En un primer tramo de la historia, se nos presenta la situación de los cuatro protagonistas, que mantienen entre sí una encadenada relación de protección según su orden de edad. El instinto que induce a este comportamiento es como si se transmitiera por un hilo conductor desde Gustavo a Marcos, de éste a Argel, y de Argel a la hermana pequeña. En este contínuo podemos ver representados diferentes estadios de la realidad psicosocial de la persona en su evolución vital.
La desaparición de Marcos, primer punto de inflexión, durante una salida con su padre para ir a cazar, altera el orden de las cosas.

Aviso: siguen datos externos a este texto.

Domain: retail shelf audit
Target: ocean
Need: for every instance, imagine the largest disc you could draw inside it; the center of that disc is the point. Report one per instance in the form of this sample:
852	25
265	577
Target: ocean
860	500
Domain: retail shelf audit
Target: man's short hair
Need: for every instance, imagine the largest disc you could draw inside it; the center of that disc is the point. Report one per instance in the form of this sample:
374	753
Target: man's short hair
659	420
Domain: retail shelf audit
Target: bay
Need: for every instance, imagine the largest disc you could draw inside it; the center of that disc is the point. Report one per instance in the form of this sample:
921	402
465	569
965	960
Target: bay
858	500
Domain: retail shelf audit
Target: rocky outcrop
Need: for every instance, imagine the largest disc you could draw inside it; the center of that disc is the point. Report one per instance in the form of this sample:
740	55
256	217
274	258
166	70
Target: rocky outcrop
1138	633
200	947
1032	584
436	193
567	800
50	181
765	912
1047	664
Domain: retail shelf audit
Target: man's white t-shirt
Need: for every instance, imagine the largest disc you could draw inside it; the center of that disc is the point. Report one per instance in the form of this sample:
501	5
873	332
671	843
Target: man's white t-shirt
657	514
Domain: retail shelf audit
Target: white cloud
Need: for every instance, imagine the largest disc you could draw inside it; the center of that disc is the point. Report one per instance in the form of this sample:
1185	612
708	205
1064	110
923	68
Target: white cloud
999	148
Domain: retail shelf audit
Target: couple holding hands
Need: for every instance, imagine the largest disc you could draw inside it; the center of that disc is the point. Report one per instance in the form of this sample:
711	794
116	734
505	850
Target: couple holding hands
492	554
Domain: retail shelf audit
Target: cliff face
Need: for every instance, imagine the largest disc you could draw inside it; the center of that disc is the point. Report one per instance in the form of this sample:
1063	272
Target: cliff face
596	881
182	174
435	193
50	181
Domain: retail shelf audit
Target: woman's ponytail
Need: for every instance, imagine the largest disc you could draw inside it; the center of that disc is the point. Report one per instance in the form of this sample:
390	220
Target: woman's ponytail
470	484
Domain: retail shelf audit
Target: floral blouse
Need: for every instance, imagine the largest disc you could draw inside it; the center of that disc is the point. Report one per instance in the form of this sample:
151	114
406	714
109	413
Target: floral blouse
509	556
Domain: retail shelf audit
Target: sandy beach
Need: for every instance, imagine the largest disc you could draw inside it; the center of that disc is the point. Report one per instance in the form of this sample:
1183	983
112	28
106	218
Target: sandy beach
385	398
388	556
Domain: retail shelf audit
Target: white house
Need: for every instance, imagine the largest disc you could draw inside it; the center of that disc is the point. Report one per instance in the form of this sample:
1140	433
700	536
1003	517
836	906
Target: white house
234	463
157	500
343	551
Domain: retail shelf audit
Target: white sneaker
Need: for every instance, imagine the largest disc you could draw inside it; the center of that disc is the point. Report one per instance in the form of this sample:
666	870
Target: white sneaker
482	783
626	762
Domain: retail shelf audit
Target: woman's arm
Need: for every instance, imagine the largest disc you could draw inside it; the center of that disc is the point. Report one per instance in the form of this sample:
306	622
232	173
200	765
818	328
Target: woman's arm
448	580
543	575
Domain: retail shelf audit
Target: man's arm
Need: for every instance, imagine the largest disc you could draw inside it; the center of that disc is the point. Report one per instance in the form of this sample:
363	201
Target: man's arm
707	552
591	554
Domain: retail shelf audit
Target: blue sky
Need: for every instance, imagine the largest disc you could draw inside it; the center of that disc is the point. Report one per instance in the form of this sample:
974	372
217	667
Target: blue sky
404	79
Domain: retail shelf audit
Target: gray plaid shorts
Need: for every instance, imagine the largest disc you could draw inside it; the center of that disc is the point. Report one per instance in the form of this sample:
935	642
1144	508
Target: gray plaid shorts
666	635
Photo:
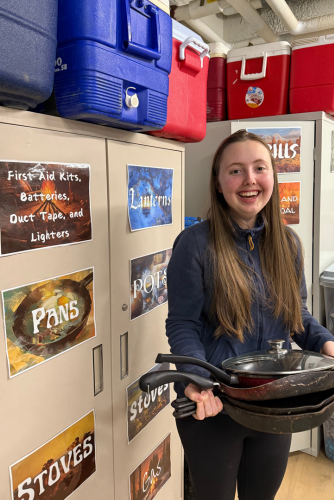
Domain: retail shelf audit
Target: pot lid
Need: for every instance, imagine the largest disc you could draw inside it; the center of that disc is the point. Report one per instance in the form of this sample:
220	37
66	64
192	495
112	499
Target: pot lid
278	362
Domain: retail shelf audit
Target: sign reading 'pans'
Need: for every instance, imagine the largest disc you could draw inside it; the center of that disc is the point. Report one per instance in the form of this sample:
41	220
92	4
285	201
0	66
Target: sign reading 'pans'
58	467
47	318
43	205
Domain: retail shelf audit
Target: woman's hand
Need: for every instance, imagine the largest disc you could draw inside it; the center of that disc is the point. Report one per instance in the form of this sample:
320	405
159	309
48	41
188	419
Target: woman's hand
207	404
328	348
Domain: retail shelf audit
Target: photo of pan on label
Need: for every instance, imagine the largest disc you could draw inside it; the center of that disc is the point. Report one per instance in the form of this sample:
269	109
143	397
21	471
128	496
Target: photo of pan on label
143	407
152	474
56	469
47	318
148	285
43	205
289	193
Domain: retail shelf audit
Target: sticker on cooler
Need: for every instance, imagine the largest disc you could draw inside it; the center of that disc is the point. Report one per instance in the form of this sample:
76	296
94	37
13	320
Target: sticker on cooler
254	97
59	66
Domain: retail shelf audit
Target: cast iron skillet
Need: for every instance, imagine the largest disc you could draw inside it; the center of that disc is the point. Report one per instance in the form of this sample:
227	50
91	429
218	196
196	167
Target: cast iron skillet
288	406
285	387
36	298
274	424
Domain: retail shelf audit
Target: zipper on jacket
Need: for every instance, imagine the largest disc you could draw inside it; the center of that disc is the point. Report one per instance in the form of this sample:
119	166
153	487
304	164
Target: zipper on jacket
250	242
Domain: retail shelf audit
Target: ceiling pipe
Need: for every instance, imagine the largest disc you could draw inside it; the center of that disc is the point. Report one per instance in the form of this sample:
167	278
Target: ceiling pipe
254	19
196	10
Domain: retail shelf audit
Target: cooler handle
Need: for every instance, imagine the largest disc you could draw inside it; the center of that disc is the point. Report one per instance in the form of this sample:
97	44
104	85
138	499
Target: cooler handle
196	41
254	76
136	48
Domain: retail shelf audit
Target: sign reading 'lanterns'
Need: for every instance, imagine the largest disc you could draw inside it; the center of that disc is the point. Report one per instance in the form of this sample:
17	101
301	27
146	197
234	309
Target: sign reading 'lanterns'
43	205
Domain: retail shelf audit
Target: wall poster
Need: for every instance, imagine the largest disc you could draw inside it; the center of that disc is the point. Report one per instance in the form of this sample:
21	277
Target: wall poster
289	193
142	407
46	318
148	282
284	143
150	195
152	474
43	205
58	467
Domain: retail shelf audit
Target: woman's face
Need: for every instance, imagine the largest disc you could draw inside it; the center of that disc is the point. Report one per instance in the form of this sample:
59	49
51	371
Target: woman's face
246	179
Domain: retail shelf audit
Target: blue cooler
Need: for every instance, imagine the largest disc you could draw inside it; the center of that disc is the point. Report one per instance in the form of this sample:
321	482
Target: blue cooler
28	41
113	61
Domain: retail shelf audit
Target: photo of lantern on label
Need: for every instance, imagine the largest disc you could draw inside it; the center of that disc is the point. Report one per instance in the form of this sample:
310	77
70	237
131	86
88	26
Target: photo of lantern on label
254	97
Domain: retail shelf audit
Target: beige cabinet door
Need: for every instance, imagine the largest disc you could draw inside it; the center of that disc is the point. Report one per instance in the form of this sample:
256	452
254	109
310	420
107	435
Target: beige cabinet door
40	403
146	334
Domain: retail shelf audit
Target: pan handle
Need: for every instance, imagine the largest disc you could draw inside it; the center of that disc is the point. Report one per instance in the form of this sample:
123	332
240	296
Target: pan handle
88	279
220	375
153	380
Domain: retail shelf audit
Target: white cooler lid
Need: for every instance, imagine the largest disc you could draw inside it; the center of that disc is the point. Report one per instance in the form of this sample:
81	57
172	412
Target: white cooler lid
272	49
181	33
314	41
217	49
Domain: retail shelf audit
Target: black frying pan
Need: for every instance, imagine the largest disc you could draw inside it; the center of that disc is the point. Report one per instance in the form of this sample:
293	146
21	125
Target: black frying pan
53	343
289	406
285	387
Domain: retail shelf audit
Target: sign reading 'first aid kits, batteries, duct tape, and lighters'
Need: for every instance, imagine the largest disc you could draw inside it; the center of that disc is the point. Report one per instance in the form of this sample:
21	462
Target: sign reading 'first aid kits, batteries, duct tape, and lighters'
43	205
285	144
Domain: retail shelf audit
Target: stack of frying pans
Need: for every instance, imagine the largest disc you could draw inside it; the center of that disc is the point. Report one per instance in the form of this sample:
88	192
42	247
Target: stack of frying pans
277	391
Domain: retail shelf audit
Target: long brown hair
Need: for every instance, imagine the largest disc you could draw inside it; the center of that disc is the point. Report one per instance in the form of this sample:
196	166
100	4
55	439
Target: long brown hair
278	254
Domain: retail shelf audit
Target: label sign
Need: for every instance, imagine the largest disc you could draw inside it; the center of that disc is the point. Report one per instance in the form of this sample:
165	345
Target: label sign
152	474
150	194
148	286
284	143
289	193
143	407
43	205
46	318
59	467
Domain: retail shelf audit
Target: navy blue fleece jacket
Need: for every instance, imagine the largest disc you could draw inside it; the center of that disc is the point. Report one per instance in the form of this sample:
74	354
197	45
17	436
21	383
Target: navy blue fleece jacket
189	327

La vuelta de Gustavo a casa sin su hijo mayor, nos deja con un nudo en la garganta, y crece el aura de misterio alrededor de los temores que van germinando en Argel, sobre todo porque justo aquella misma mañana, la llamada del padre interrumpe algo muy importante que Marcos iba a contar a su hermano.

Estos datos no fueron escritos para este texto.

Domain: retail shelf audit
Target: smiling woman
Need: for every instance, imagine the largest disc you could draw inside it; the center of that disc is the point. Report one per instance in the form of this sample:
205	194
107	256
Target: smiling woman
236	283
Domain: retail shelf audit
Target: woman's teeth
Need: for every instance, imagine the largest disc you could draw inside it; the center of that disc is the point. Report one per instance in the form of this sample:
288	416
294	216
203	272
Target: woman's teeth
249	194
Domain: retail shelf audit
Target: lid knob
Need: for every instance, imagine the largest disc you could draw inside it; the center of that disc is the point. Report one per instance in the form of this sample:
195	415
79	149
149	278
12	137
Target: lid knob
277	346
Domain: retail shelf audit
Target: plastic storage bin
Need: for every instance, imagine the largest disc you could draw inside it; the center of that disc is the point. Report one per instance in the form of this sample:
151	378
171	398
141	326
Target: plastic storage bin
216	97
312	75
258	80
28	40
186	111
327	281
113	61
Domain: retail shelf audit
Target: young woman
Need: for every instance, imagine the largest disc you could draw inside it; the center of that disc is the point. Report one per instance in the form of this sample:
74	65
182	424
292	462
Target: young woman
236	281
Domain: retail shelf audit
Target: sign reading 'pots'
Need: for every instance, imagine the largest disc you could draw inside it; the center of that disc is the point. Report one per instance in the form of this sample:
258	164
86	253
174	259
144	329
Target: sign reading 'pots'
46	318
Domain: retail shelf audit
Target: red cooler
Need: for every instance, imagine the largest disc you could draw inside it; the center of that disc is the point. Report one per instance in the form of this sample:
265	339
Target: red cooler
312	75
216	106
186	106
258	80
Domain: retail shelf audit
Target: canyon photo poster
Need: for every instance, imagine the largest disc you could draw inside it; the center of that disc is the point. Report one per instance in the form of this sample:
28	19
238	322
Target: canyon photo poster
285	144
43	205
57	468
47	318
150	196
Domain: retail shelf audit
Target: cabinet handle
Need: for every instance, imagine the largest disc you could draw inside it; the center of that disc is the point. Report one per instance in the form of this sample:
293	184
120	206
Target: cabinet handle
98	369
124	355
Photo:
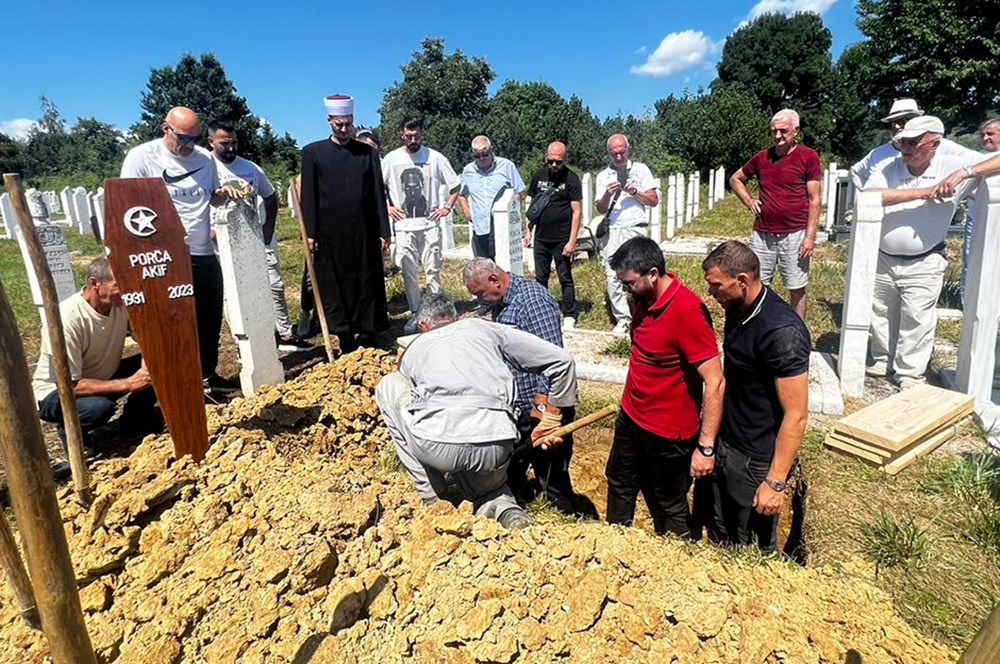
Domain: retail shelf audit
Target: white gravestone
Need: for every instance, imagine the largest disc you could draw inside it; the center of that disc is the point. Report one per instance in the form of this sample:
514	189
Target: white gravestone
977	347
656	214
697	194
248	301
859	289
97	205
508	235
830	197
7	212
37	208
66	201
671	206
53	242
81	211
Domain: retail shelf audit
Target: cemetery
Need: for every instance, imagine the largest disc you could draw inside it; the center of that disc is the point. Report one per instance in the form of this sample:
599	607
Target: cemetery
298	539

Así, en la parte central vivimos con el casi adolescente muchacho, su inquietud, su necesidad de hallar la verdad de lo que hay fuera de la burbuja en la que su progenitor les tiene encerrados a todos.
SPOILER: El resto de la crítica puede desvelar partes de la trama. Ver todo
spoiler:
Hasta que un día se aventura, se lanza al exterior, y el encuentro con los dos extraños (el viejo y el niño), a los que trae a su morada a pesar de las reticencias de su padre, acelera el paso al amargo desenlace. La aparición de estos dos personajes, que puede parecer forzada, pero necesaria para cerrar la trama, supone el principio del proceso de revelación de la terrible verdad que encontrará Argel: “quítate la máscara; no la necesitas”, le espeta el viejo (mi frase favorita, sobretodo en los tiempos en los que nos encontramos ahora mismo, de p(l)andemia).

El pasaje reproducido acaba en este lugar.